Converso diariamente com colegas e clientes na Índia, Vietnã, Indonésia, Tailândia, Filipinas, Malásia, Austrália e outros países da Ásia. Converso com colegas e familiares enfrentando esta pandemia na Europa Central e Estados Unidos. Converso também com amigos e familiares vivendo esses dias pavorosos no Brasil. Posso garantir: todos, sem exceção, estão tendo que lidar com alguns dos dias ou semanas mais difíceis de suas vidas.
Sugiro que você, jovem empreendedor ou empresário experiente, tente dar-se o tempo e espaço necessários para ficar assustado, nervoso, incerto, mas que em seguida busque obsessivamente caminhos para transformar sua angústia em trabalho e resultado.
Muito se discute sobre as perdas, o drama, os atritos sociais e institucionais em países com pouca ou nenhuma preparação para enfrentar a crise. Precisamos acreditar que embora a inevitável desaceleração global que vivemos seja inquestionavelmente um momento para contemplar e olhar para trás, devemos tambémpermanecer receptivos à noção de que o progresso muitas vezes vem de situações desastrosas, em outras palavras: crises exigem soluções criativas.

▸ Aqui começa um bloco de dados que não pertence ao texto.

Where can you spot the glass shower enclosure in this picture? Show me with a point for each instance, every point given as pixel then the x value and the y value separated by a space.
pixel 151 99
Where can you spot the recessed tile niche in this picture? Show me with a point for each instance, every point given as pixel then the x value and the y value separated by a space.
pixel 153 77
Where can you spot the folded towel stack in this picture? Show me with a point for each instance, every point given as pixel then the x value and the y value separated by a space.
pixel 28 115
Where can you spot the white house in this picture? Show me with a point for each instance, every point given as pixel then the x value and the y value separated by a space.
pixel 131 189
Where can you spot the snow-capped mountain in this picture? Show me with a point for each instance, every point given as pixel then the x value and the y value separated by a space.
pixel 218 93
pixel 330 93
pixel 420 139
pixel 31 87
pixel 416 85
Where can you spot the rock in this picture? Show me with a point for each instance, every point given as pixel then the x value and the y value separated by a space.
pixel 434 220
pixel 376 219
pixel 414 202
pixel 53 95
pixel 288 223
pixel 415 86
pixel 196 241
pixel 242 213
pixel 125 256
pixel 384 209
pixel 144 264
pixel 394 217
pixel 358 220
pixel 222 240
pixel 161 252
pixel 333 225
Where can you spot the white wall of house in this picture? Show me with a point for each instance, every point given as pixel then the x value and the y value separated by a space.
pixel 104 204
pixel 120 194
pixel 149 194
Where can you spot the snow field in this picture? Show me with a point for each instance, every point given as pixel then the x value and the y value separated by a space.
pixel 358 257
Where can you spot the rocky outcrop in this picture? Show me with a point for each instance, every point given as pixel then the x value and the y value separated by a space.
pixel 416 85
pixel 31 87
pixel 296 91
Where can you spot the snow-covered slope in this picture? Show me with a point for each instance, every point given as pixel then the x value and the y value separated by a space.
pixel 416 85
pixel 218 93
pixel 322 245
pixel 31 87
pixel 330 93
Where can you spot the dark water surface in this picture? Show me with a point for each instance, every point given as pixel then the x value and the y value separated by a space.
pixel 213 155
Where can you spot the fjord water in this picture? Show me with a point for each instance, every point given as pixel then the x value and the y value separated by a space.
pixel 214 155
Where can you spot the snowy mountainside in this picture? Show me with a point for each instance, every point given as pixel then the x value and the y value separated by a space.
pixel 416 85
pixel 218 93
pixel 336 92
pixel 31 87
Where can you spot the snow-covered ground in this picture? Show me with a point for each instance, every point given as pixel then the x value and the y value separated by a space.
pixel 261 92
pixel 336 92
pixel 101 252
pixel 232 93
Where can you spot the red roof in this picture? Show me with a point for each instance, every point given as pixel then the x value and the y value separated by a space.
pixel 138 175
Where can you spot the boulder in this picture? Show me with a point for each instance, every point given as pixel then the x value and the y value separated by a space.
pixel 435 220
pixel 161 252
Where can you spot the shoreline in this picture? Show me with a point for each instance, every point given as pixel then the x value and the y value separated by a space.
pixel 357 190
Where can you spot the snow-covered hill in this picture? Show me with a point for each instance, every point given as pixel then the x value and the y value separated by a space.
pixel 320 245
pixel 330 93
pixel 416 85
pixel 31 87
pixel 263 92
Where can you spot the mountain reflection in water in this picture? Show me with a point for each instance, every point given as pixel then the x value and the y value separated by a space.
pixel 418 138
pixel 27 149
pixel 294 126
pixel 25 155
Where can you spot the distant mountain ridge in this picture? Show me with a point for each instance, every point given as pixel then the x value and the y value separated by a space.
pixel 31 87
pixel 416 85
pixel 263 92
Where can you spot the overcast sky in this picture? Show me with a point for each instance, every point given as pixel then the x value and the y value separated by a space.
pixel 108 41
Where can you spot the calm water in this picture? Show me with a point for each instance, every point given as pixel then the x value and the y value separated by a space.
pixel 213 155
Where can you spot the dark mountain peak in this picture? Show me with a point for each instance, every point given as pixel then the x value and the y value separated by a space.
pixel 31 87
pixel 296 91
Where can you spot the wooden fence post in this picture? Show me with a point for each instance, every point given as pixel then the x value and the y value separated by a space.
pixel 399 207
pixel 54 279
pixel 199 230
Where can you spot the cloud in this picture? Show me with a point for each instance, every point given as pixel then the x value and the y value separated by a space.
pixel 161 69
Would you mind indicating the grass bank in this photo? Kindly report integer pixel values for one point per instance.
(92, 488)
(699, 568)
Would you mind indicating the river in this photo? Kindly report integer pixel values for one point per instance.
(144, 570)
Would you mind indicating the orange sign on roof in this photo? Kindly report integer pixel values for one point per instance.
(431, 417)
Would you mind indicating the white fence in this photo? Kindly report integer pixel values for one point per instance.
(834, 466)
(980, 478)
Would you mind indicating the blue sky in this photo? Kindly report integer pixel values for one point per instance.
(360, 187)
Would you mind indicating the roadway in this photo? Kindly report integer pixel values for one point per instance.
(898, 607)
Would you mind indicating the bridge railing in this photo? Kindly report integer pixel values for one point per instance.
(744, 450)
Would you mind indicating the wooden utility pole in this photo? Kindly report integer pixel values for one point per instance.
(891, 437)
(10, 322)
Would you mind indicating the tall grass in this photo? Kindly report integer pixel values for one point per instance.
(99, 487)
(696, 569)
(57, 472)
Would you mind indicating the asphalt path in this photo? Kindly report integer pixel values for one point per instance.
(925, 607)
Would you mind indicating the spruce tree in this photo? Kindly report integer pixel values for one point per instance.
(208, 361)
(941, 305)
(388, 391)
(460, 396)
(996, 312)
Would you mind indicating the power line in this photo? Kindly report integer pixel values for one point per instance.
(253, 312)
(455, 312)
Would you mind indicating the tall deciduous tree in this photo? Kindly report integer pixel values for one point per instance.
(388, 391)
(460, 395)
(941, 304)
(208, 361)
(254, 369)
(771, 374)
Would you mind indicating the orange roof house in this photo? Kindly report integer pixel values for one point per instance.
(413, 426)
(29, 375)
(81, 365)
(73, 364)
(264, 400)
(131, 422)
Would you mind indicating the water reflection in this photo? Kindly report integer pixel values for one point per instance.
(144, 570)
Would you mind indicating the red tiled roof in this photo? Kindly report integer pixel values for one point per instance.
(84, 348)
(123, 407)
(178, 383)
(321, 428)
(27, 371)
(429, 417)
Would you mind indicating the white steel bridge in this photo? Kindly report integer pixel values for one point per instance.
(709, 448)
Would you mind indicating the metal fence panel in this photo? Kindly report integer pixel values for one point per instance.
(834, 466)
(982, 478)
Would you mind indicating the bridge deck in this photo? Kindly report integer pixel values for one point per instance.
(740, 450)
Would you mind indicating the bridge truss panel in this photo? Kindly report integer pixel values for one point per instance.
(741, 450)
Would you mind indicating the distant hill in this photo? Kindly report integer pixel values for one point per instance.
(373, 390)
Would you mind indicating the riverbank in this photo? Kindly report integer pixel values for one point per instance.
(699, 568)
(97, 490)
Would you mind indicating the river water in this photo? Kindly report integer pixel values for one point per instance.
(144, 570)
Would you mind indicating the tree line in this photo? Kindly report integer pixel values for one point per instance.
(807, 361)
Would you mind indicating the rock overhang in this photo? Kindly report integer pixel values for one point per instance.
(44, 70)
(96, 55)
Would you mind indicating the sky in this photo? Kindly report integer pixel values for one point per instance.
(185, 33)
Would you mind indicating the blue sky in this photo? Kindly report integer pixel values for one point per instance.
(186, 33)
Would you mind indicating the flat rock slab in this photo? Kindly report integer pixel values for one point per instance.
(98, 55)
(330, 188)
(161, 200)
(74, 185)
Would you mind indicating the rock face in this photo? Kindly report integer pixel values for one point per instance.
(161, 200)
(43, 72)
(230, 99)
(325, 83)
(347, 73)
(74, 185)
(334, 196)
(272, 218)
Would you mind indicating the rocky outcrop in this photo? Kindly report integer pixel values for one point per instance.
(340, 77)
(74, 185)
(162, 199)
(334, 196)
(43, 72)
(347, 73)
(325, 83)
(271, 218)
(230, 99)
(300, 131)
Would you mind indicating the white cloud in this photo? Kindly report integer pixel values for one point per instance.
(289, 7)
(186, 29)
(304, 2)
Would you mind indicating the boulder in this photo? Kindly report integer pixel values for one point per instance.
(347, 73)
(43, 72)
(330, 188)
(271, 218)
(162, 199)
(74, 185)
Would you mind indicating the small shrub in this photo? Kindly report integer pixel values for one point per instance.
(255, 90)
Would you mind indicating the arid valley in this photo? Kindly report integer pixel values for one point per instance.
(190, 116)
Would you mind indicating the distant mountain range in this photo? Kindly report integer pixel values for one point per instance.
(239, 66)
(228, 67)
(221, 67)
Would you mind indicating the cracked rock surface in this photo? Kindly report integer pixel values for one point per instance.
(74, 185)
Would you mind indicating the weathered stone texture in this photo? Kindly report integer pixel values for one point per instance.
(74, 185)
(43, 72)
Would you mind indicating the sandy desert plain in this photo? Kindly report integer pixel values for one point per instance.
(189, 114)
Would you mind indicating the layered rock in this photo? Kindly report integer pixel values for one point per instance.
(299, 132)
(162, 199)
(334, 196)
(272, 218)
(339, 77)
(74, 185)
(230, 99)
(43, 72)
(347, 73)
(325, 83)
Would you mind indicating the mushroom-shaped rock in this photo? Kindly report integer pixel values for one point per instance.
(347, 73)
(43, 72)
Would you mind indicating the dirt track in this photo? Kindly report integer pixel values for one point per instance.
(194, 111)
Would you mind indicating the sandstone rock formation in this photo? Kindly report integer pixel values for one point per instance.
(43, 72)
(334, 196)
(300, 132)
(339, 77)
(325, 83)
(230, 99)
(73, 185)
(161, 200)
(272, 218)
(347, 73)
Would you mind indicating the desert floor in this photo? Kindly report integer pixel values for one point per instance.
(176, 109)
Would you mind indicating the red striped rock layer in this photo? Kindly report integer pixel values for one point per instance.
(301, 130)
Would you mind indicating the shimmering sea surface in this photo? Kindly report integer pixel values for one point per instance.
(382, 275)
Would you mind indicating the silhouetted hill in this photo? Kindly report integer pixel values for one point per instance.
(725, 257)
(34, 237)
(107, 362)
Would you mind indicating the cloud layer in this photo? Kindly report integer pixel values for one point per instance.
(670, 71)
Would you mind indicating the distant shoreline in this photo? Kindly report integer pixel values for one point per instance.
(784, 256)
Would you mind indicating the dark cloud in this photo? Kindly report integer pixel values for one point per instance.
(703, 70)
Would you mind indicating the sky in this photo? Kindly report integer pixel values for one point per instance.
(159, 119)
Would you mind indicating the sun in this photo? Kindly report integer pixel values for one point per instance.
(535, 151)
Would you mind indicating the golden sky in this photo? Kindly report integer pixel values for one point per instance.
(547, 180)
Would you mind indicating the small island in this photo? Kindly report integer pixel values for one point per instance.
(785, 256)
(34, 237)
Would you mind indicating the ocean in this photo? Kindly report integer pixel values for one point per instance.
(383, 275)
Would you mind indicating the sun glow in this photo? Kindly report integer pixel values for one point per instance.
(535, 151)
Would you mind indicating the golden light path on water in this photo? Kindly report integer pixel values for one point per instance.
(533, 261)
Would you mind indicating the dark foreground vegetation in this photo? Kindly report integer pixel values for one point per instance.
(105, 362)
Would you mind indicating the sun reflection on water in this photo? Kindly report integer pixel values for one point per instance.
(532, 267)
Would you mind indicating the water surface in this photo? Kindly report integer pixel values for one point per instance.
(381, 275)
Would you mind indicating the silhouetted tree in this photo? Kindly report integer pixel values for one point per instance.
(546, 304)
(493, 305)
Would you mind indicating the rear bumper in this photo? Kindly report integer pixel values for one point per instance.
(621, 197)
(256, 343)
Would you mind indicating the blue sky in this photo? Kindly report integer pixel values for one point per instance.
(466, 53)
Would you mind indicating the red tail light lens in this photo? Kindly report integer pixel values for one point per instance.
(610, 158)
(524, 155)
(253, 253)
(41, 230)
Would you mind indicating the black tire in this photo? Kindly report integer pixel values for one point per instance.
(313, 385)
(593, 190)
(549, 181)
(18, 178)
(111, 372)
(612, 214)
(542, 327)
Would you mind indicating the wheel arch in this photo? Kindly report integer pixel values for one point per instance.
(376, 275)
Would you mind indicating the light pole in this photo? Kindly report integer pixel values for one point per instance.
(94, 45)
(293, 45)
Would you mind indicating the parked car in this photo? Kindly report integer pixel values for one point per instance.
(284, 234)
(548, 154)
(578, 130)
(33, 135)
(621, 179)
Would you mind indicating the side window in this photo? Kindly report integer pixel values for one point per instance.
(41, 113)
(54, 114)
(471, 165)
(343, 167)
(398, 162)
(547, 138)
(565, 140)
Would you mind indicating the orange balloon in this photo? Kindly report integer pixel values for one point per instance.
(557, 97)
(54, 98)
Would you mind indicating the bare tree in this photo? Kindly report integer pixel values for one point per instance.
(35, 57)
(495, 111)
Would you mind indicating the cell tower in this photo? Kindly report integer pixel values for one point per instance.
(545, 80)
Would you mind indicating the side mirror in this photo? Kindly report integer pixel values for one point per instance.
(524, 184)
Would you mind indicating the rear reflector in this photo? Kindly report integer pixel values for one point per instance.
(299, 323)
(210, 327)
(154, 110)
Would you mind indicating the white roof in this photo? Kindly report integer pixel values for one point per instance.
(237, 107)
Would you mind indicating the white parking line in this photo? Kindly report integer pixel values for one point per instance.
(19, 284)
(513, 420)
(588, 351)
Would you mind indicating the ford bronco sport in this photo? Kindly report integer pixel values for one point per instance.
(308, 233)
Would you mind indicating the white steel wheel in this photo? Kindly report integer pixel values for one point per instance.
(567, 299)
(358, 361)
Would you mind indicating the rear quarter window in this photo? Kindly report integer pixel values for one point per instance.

Independentemente da filosofia econômica de cada um, o alcance global desse vírus deve agora mais do que nunca incentivar a colaboração contínua entre indivíduos e também entre os setores público e privado.

A humanidade precisa avançar, especialmente quando está sob tanta pressão. Seríamos tolos em não procurar oportunidades nestes momentos. Inventividade, adaptação e talvez até o instinto de proteger e preservar a nós mesmos, coletivamente nos forçam a reconhecer novas oportunidades, seja para atender aos aspectos econômicos tão duramente impactados ou para nos ensinar a lidar com eventos semelhantes no futuro.
Infelizmente o Covid-19 não será a última crise que enfrentaremos.
Vimos esta crise despertar o espírito empreendedor e solidário de empresas consolidadas. Fabricantes de automóveis passaram a fabricar respiradores. Renomadas empresas de moda mudaram seu foco para a produção de máscaras e outros equipamentos de proteção. Empresas de bebidas convertendo suas linhas para produzir álcool gel antisséptico.
Sabemos que muitas destas medidas são temporárias, mas por que não aproveitar para repensar seu modelo de negócio?
As empresas de serviços, em particular, provavelmente verão muita inovação em como os serviços são criados, empacotados e vendidos, com a presença online ganhando relevância ainda maior.
Momentos de crise como este são também determinantes para construir ou destruir a reputação de empresas. Aquelas que demonstrarem solidariedade apoiando com doações ou mesmo adaptando seu negócio para ajudar onde for necessário, além de tratar respeitosamente seus colaboradores, certamente terão fortalecido sua reputação, atraindo novos talentos e aumentando a retenção de sua força de trabalho.
E você, já pensou em como aproveitar esse momento para criarsua prória nova realidade uma vez que tudo isso tiver terminado?